Öffentlichkeitskampagne:Weggeschickt nach Vergewaltigung - das soll in München nicht mehr passieren

Lesezeit: 3 Min.

Mit Plakatmotiven wie diesem will die Stadt über die Akutversorgung von Opfern sexueller Gewalt aufklären. Keine Frau darf in der Notaufnahme einer Klinik abgewiesen werden. (Foto: Bureau Birgit Mayer)

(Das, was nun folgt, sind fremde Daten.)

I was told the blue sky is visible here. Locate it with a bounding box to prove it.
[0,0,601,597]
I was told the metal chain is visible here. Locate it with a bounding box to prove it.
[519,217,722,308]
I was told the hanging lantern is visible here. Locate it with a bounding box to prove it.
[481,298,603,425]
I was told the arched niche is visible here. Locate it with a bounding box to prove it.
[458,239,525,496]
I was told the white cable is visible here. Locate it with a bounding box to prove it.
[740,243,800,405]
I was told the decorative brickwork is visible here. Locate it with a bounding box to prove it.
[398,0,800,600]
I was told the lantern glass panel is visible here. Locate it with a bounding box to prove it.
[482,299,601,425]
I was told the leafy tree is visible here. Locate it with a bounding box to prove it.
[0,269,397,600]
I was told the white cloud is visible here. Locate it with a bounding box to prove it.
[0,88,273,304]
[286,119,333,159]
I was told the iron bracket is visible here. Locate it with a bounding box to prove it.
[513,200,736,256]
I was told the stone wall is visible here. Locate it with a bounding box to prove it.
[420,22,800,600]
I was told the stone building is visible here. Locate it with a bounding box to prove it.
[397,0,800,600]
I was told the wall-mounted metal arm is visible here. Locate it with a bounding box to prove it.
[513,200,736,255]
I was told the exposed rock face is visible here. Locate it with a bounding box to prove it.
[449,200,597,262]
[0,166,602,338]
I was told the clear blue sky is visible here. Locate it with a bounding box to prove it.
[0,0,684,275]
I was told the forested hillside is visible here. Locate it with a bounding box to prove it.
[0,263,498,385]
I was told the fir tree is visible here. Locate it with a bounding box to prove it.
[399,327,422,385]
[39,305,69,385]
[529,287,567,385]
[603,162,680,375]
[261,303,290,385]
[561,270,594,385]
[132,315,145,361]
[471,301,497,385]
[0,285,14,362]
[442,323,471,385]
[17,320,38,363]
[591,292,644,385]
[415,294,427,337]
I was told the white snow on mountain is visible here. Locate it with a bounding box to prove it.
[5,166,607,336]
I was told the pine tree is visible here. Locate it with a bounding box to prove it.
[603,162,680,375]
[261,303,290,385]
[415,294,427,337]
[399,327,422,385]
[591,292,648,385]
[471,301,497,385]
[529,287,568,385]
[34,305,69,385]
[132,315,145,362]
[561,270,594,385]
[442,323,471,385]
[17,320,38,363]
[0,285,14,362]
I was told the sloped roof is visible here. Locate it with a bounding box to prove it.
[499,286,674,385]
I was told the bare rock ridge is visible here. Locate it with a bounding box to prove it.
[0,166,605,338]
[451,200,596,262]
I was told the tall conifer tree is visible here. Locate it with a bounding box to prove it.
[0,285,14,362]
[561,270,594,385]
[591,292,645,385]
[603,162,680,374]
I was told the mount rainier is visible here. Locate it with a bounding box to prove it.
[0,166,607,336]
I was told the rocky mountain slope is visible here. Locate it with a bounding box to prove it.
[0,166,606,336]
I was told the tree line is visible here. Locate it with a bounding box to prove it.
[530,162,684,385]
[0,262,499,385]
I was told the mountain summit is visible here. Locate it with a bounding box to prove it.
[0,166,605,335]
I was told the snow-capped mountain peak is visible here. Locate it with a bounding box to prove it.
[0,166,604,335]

Stadt, Mediziner und Beratungsstellen wollen Frauen nach der Tat besser helfen. Unter anderem soll ein Code-Satz sicherstellen, dass sie schnelle Hilfe in den Kliniken bekommen - dort sollen auch Spuren gesichert werden, die später wichtig sind für einen möglichen Prozess.

Von Nicole Graner

Nicht immer wird eine Vergewaltigung als medizinischer Notfall eingestuft. Immer wieder werden Frauen, die sich nach einem sexuellen Übergriff überhaupt trauen, in die Notaufnahme einer Klinik zu gehen, dort abgewiesen. Das Gesundheitsreferat der Stadt, sieben Münchner Kliniken und der Frauennotruf haben sich zusammengetan, um eine Versorgungslücke in der Landeshauptstadt zu schließen - und betroffene Frauen besser zu informieren.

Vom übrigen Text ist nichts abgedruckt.